Filtering Sleep Data
Open SleepReceiver. Add the following statement inside onReceive()
:
if (SleepSegmentEvent.hasEvents(intent)) {
} else if (SleepClassifyEvent.hasEvents(intent)) {
}
Here, you check whether the Intent
contains SleepSegmentEvents
or SleepClassifyEvents
.
Next, add the following companion object to the bottom of the class:
companion object {
private const val TAG = "SLEEP_RECEIVER"
}
You’ll use this tag to log events to the console and filter the text you’ll show in a few lines.
Now, to focus on the first branch of the if
statement!
Right below the if
line, add:
val events =
SleepSegmentEvent.extractEvents(intent)
Log.d(TAG, "Logging SleepSegmentEvents")
for (event in events) {
Log.d(TAG,
"${event.startTimeMillis} to ${event.endTimeMillis} with status ${event.status}")
}
In case the Intent
you receive contains a SleepSegmentEvent
, you extract it and print its starting and ending timestamps and its status to the console. This represents the UNIX timestamp when the device detected the user began sleeping, woke up and a status code that indicates if the system succeeded in collecting sleep data, respectively.
Now you can get the sleep segments, but you also want to classify the events. You can do this in the statement’s else
branch by adding:
val events = SleepClassifyEvent.extractEvents(intent)
Log.d(TAG, "Logging SleepClassifyEvents")
for (event in events) {
Log.d(TAG,
"Confidence: ${event.confidence} - Light: ${event.light} - Motion: ${event.motion}"
)
}
Once again, you need to extract the information about the event and print its data to the console, highlighting the confidence level of the classification, light quantity and value of the motion.
At this point, if you build and run the app, you won’t see any output in the console. You still need to take a few more steps before you can get the data!
Requesting Activity Recognition Permissions
To get the sleep data, you need to have permission from your user to access it.
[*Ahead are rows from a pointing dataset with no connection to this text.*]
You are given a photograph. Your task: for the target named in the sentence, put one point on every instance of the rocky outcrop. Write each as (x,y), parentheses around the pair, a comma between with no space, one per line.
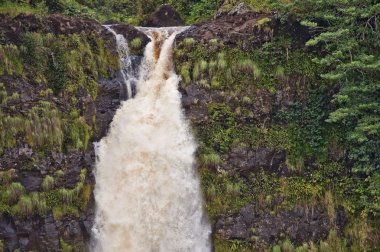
(251,29)
(130,33)
(246,29)
(28,166)
(164,16)
(253,224)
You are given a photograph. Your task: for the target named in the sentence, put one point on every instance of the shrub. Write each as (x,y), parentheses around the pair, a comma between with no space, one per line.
(24,206)
(48,183)
(16,190)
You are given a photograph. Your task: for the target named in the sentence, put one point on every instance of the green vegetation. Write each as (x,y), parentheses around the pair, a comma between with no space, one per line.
(129,11)
(316,130)
(327,125)
(61,201)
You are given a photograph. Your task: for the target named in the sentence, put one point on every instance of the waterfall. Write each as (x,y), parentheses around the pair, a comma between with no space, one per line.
(126,67)
(147,191)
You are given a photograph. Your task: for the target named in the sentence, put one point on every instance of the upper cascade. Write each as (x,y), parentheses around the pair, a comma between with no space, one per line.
(147,193)
(164,16)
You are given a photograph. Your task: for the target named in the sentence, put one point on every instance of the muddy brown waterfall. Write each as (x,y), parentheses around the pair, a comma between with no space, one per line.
(147,191)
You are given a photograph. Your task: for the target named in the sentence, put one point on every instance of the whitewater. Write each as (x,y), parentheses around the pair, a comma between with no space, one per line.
(147,191)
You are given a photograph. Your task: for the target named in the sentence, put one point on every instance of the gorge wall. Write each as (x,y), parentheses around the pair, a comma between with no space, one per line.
(269,164)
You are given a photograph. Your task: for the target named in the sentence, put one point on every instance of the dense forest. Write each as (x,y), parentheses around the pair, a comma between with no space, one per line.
(303,109)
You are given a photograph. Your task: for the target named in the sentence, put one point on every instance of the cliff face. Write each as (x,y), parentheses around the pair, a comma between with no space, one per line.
(59,91)
(268,162)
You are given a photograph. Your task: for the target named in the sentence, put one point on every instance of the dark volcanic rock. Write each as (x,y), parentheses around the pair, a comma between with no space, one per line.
(164,16)
(300,224)
(251,29)
(130,33)
(13,28)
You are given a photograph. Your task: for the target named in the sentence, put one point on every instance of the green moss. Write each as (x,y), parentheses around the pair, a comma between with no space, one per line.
(223,193)
(24,207)
(48,183)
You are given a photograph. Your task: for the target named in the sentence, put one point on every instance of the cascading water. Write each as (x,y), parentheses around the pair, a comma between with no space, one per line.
(147,192)
(126,67)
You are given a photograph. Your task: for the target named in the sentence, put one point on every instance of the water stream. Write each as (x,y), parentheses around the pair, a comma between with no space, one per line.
(147,191)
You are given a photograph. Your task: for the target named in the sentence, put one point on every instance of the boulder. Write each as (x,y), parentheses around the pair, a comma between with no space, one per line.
(164,16)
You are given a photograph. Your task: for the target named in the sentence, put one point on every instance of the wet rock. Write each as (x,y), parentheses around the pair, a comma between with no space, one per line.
(8,233)
(13,28)
(32,181)
(233,29)
(49,235)
(341,219)
(300,224)
(130,33)
(164,16)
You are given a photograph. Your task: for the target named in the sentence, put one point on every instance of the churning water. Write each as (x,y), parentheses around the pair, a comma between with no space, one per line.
(147,192)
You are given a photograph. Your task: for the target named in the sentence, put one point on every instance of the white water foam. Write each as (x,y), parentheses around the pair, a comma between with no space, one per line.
(147,192)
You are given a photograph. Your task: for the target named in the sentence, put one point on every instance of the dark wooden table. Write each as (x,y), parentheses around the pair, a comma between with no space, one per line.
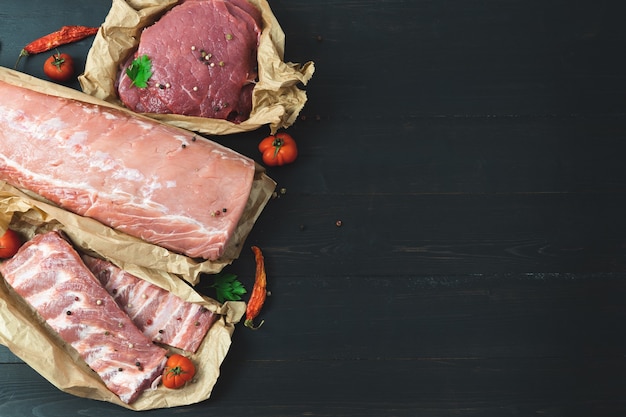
(473,152)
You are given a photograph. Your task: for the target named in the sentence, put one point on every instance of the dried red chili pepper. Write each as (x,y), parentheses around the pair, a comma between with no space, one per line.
(63,36)
(259,291)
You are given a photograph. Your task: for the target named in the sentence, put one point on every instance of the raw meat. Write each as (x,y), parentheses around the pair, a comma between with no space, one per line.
(160,315)
(49,274)
(145,178)
(203,55)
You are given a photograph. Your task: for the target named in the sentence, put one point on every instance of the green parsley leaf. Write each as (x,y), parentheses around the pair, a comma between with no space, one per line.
(140,71)
(228,287)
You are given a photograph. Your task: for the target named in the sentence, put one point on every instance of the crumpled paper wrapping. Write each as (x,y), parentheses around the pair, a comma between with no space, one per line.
(28,337)
(276,100)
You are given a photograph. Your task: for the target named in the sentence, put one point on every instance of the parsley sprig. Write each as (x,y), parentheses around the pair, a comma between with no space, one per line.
(140,71)
(228,287)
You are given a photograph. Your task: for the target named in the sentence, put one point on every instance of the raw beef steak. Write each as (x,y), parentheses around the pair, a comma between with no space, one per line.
(203,55)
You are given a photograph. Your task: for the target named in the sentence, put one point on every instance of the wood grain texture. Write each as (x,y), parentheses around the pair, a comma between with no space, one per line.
(473,152)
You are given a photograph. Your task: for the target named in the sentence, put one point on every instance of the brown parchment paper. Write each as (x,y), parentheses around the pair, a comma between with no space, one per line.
(276,100)
(27,335)
(126,251)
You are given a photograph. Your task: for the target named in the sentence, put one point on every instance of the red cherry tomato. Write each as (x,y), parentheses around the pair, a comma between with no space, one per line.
(178,371)
(59,67)
(10,242)
(278,149)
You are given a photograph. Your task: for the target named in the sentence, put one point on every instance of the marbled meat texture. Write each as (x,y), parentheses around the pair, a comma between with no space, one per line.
(162,316)
(150,180)
(49,274)
(204,59)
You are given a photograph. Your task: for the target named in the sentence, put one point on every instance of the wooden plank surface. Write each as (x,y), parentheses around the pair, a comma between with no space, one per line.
(473,152)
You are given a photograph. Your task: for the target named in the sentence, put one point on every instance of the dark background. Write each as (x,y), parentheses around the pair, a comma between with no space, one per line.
(473,152)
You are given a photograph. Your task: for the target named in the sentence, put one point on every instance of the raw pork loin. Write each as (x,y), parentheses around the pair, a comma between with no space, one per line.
(160,315)
(145,178)
(49,274)
(203,55)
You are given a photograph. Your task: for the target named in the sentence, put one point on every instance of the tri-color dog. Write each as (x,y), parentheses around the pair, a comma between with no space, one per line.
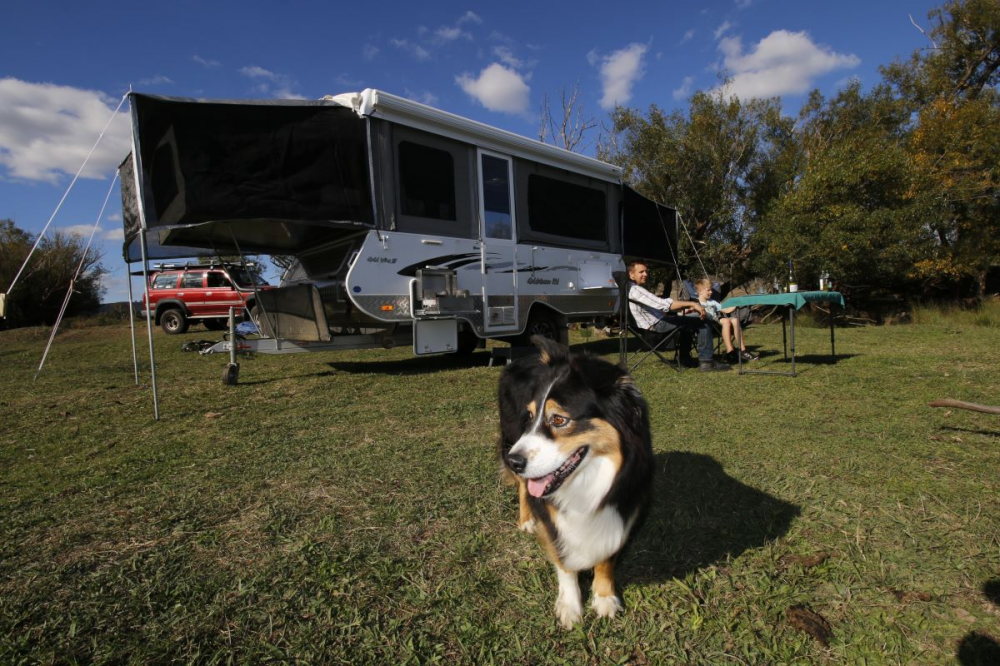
(575,438)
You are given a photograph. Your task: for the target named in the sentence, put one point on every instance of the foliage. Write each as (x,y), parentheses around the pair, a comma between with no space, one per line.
(855,210)
(951,88)
(38,294)
(721,165)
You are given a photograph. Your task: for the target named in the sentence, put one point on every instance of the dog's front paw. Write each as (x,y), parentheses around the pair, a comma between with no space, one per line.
(568,612)
(606,606)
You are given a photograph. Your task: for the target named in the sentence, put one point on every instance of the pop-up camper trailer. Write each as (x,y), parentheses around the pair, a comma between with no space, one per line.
(407,224)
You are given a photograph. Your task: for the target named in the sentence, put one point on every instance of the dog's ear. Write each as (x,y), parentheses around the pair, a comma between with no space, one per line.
(550,351)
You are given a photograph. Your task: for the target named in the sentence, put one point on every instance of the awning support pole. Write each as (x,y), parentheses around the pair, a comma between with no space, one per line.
(131,320)
(149,324)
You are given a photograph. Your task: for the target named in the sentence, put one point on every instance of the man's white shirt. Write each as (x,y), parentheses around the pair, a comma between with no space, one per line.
(647,309)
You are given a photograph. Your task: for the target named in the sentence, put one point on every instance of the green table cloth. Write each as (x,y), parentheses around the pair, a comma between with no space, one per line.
(797,299)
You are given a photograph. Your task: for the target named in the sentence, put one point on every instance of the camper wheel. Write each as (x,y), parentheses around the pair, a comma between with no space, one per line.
(173,321)
(543,322)
(231,374)
(468,342)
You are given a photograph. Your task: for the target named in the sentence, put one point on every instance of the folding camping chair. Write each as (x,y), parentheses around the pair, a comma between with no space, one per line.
(651,342)
(719,292)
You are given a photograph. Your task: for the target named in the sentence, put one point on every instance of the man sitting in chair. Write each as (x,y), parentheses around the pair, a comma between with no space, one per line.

It’s not as straightforward as with other permissions since you need to open the settings for the data, and the user needs to grant your app the Activity Recognition permissions. But it’s not that complicated either.
First, open AndroidManifest.xml and add the following permission within manifest
:
<uses-permission android:name="com.google.android.gms.permission.ACTIVITY_RECOGNITION" />
Next, you need to create a method inside MainActivity.kt that will open the settings screen. Open MainActivity and add the following, importing android.provider.Settings
:
private fun requestActivityRecognitionPermission() {
val intent = Intent().apply {
action = Settings.ACTION_APPLICATION_DETAILS_SETTINGS
data = Uri.fromParts("package", BuildConfig.APPLICATION_ID, null)
flags = Intent.FLAG_ACTIVITY_NEW_TASK
}
startActivity(intent)
}
Here you create the Settings Intent
, adding the Activity Recognition action and your app package extra. You then run the Intent
.
Now, since you need to request permissions, you can leverage the ActivityResultContracts
API, which will help reduce the boilerplate to listen for the activity result.
Start by adding the activity ktx library to app ‣ build.gradle:
implementation 'androidx.activity:activity-ktx:1.2.3'
Sync your gradle file. This adds ActivityResultContracts
and ActivityResultLauncher
to your project.
Then, add this property to MainActivity
:
private val permissionRequester: ActivityResultLauncher<String> =
registerForActivityResult(
ActivityResultContracts.RequestPermission()
) { isGranted ->
if (!isGranted) {
requestActivityRecognitionPermission()
} else {
// Request goes here
}
}
Here, you create an object that will listen for the Activity result from your permission request and pass it to you once this object parses it.
It’s not time to build and run your app yet. If you try, it still won’t show any data. But it will soon!